著者はイノベーションをシュンペーターに従い「創造的破壊」と定義し、イノベーションには破壊する側と破壊される側に分かれるとし、破壊される側のダメージは短期的で致命的なのに比べ、破壊する側の効果は長期的なスパンでゆっくりと社会全体に波及する、その時間的差異が大きな抵抗と混乱を生むと指摘している。その一方でイノベーションには「ラディカル(抜本的)・イノベーション」と「インクリメンタル(累積的)・イノベーション」があり、何もアメリカで独占的に起きるラディカル・イノベーションを目指す必要はなく、日本はインクリメンタル・イノベーションを継続的に行って破壊される側のダメージを分散させるべきだと説く。
私もほとんど同意見である。電子レンジもトランジスタも集積回路もGPSもインターネットも巨額の国防費を投じ、研究開発費も潤沢なアメリカだからこそできる。日本は高度経済成長時代にはアメリカの猿真似といわれようと、小さなイノベーションを累積的に行って、ホンダ車のような燃費のいいクルマを作ることができた。
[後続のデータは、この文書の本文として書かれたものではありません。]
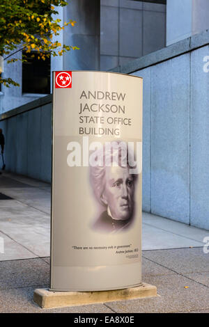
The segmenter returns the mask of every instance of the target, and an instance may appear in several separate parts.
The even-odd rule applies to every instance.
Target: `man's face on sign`
[[[129,219],[133,212],[134,181],[129,167],[106,167],[102,200],[109,206],[112,218]]]

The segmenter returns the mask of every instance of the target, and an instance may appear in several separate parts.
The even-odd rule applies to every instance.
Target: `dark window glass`
[[[43,61],[38,60],[38,54],[34,52],[24,54],[27,61],[22,63],[22,93],[49,94],[50,58]]]

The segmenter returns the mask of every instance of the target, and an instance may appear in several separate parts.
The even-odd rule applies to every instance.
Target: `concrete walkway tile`
[[[16,214],[10,211],[6,214],[5,212],[3,209],[6,218],[0,219],[0,230],[33,252],[35,256],[48,257],[50,255],[50,218],[33,208],[26,208],[24,212],[22,209],[17,210]]]
[[[116,312],[178,312],[208,308],[209,289],[178,274],[146,277],[160,296],[108,303]],[[185,286],[189,287],[185,289]]]
[[[164,268],[159,264],[146,259],[144,257],[142,257],[141,271],[143,282],[144,276],[153,276],[175,273],[172,273],[172,271],[171,271],[169,269]]]
[[[203,246],[203,244],[155,227],[142,224],[142,250]]]
[[[179,273],[209,272],[209,255],[203,248],[144,251],[143,256]]]
[[[189,313],[209,313],[209,308],[203,310],[190,311]]]
[[[49,266],[42,259],[0,262],[0,289],[49,285]]]
[[[0,253],[0,262],[18,259],[28,259],[37,257],[37,255],[18,244],[1,232],[0,237],[2,237],[3,239],[4,244],[4,253]]]
[[[47,264],[50,264],[50,257],[42,257],[41,259],[47,262]]]
[[[14,208],[18,209],[19,208],[25,208],[26,205],[22,205],[21,202],[16,201],[16,200],[0,200],[0,210],[1,218],[3,217],[1,214],[1,209],[3,208]]]
[[[142,221],[153,227],[156,227],[167,232],[171,232],[188,239],[194,239],[203,242],[206,236],[209,235],[209,232],[178,221],[171,221],[166,218],[155,216],[148,212],[143,212]]]
[[[209,271],[206,271],[205,273],[185,273],[184,276],[209,287]]]
[[[42,309],[33,301],[36,288],[46,288],[46,285],[10,289],[0,289],[0,312],[38,312],[38,313],[113,313],[103,304],[93,304],[76,307]]]

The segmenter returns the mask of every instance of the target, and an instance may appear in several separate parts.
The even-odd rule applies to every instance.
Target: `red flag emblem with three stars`
[[[72,88],[72,72],[55,72],[55,88]]]

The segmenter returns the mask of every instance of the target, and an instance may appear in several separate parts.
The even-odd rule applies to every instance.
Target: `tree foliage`
[[[65,0],[1,0],[0,2],[0,56],[7,63],[18,60],[13,54],[20,49],[26,53],[36,51],[38,58],[45,60],[51,55],[62,56],[64,52],[79,49],[71,45],[61,45],[54,41],[62,29],[69,24],[72,26],[76,22],[64,22],[56,17],[56,6],[65,6]],[[31,56],[33,57],[33,54]],[[0,83],[6,86],[19,84],[11,79],[0,77]]]

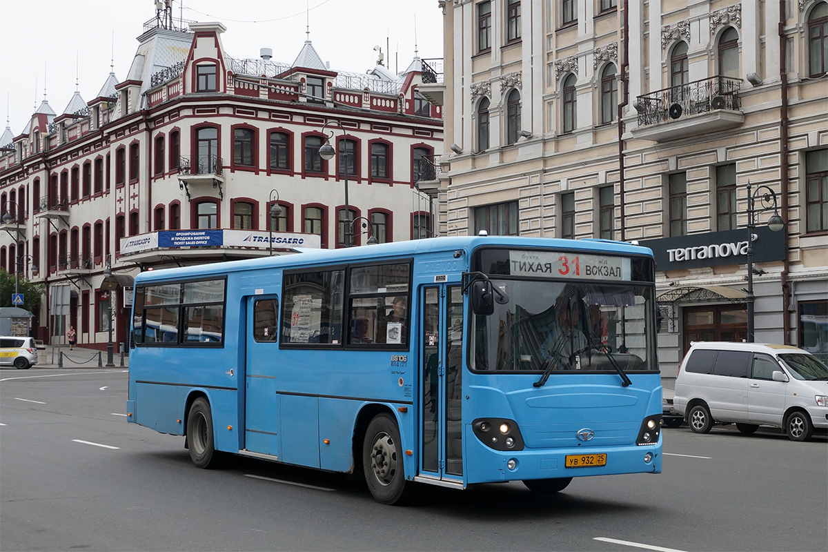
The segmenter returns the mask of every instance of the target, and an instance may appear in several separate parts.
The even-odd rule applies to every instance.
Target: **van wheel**
[[[752,435],[759,429],[758,424],[736,424],[736,429],[745,435]]]
[[[556,478],[555,479],[524,479],[523,484],[532,492],[551,494],[561,492],[572,482],[572,478]]]
[[[806,441],[814,432],[811,417],[802,410],[794,410],[785,420],[785,431],[792,441]]]
[[[205,469],[218,467],[219,453],[215,450],[213,436],[213,414],[209,403],[203,396],[195,399],[190,408],[186,444],[194,464]]]
[[[397,422],[388,414],[378,414],[365,431],[363,471],[368,490],[380,504],[398,504],[405,494],[402,454]]]
[[[713,427],[713,419],[710,411],[704,405],[696,405],[690,409],[687,415],[687,423],[693,433],[710,433]]]

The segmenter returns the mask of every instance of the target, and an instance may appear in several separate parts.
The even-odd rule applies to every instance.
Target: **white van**
[[[676,378],[675,408],[696,433],[735,423],[785,430],[794,441],[828,428],[828,367],[789,345],[696,343]]]

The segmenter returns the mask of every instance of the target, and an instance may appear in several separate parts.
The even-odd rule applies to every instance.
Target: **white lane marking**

おそらくオープンAIやグーグルのようなAI時代の「神々の戦い」に、日本企業が加わることはできないだろう。それならば、それらのテクノロジーを有効活用して、こつこつと改良を加えていく。それが現実的だと思う。
日本は資源の少ない国だ。ここに労働人口という資源の問題も加わる。著者の言うように、労働資源が少ないからこそ、省人化や自動化といった創意工夫が生まれる余地がある。
留保すべき点は、イノベーションのリスクの分散方法だ。著者はユニバーサル・ベーシック・インカムの導入にまで踏み込んでいるが、もう少し選択肢にはグラデーションがあってもいいと思う。大企業が多角的経営を維持してまで生産性の低い雇用までを守るのも、このグローバル社会では生き抜けないという現実もあるかと思う。